Niacin: Surprise! Niacin Safely Improves Lipid Profile in Diabetics
By Ward Dean, MD
I have always considered nicotinic acid (niacin, vitamin B3) to be the premier lipid-lowering substance of choice. Niacin cheaply and effectively reduces cardiovascular risk and optimizes the blood lipid profile for most people. Niacin reduces total cholesterol, increases HDL-C (good cholesterol), and lowers LDL-C (bad cholesterol) and triglycerides. As an added bonus, niacin also is a powerful growth hormone secretagog, and to top it off, is very inexpensive.
The only potential downsides to niacin use in most people is the distinctive (and unpleasant, to some people) niacin flush, a transient redness of the skin (due to a harmless dilation of capillaries in the skin), and itching. Fortunately, this effect resolves after several days or weeks in most people with careful dosage titration and continued use. In addition, niacin has been implicated in occasional mild to severe elevations of liver enzymes and even hepatotoxicity (especially involving the timed-release variety). There has also been a generally accepted belief that niacin should be avoided by diabetics, due to a purported tendency to cause elevations of blood sugar, thereby worsening glucose tolerance and actually exacerbating the abnormal lipid profile, for which it was ostensibly being taken to correct.
Recently, the results of a fairly large study appear to indicate that this bit of conventional wisdom, which I have observed myself, in a number of patients, causing me to discourage diabetics from taking niacin, may not be universal, and may in fact, be wrong (Elam, et al, 2000). In this 5-month study, the effects of niacin on lipid and glucose levels were observed on 468 hyperlipidemic patients (125 of whom suffered from Type II or non-insulin dependent diabetes mellitus [NIDDM]).

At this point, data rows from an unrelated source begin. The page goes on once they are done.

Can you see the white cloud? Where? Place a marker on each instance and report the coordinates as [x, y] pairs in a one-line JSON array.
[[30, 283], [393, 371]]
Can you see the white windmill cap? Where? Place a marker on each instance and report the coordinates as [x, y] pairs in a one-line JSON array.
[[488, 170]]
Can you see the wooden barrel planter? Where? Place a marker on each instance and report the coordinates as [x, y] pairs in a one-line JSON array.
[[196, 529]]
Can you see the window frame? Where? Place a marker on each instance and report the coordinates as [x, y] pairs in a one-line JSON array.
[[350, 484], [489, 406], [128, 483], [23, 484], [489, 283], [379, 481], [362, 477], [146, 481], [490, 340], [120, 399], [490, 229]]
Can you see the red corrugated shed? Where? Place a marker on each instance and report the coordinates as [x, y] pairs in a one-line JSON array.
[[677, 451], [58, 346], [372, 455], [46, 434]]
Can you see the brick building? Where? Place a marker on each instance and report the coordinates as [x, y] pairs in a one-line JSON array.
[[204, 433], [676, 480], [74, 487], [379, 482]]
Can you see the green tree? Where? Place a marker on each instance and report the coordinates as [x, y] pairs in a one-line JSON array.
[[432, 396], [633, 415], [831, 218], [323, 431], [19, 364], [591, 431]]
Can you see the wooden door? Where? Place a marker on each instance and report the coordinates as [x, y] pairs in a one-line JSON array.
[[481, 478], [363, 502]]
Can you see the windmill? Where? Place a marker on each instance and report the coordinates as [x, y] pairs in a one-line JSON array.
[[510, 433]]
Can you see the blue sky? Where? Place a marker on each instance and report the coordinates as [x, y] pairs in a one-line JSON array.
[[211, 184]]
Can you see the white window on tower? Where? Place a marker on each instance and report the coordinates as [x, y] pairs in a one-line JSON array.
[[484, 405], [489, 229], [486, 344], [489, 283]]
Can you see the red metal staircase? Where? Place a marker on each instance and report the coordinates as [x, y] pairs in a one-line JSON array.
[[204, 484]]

All subjects in the study participated in an active niacin run-in period. During this period, niacin was administered in progressively increasing doses of 50, 250 and 500 mg twice daily, at 4 week intervals. Upon completion of the run-in period, niacin was increased to 750 mg twice daily, and subsequently increased to 1,000 mg and then 1,500 mg twice daily, or until maximum tolerated dose was reached for the remainder of the 48 week treatment period. The researchers also ingeniously provided placebos, only 15% of which contained 50 mg of niacin. This was designed to cause intermittent flushing to minimize the likelihood of inadvertent unblinding of the study.
Both diabetic and non-diabetic participants experienced a progressive decrease in both total and LDL-Cholesterol as niacin dosage was increased to 3,000 mg/day (Fig. 1). HDL-C levels continued to increase, and triglycerides decreased further in participants both with and without diabetes. The researchers found, surprisingly, that niacin therapy was effective in modifying lipoproteins in participants both with and without diabetes.
Effect of Niacin on Blood Sugar and Safety Parameters
Niacin use resulted in a small increase in average glucose levels in all participants. Fig. 2 depicts changes in glucose values during the niacin treatment period. However, despite these transient increases, with continued use, plasma glucose subsequently returned to baseline. Hemoglobin A1c (another indicator of glucose tolerance) slightly increased in diabetics treated with niacin, but not in non-diabetics.
The authors stated that they believed this slight increase of HbA1c could have been eliminated if other means of controlling blood sugar had been instituted simultaneously. Nevertheless, there was no requirement for those patients using insulin to alter their insulin dosage. The researchers also found that liver enzymes were not affected by niacin.
Despite its proven ability to increase HDL and lower triglycerides, niacin has been discouraged for patients with diabetes. This is due to reports of niacin induced deterioration of glucose tolerance in subjects both with and without diabetes. The authors confirmed that blood glucose levels may rise slightly in both diabetics and non-diabetics treated with lipid-modifying doses (1,500-3,000 mg/day) of niacin. However, over 60 weeks of high dose niacin, the glucose-worsening effects were minimal, and did not require reduction in niacin dosages, nor alteration of other anti-diabetic therapy. The authors concluded that lipid-modifying doses of immediate-release niacin can be used safely in patients with stable, controlled type 2 diabetes mellitus. Based on these findings, I believe that niacin may be considered for use to reduce elevated blood lipids in diabetics as well as non-diabetics.
Elam, M.B., Huninghake, D.B., Davis, K.B., Garg, R., et al. Effect of niacin on lipid and lipoprotein levels and glycemic control in patients with diabetes and peripheral arterial disease. The ADMIT Study: A randomized trial. JAMA, 2000, 284: 10, 1263-1270.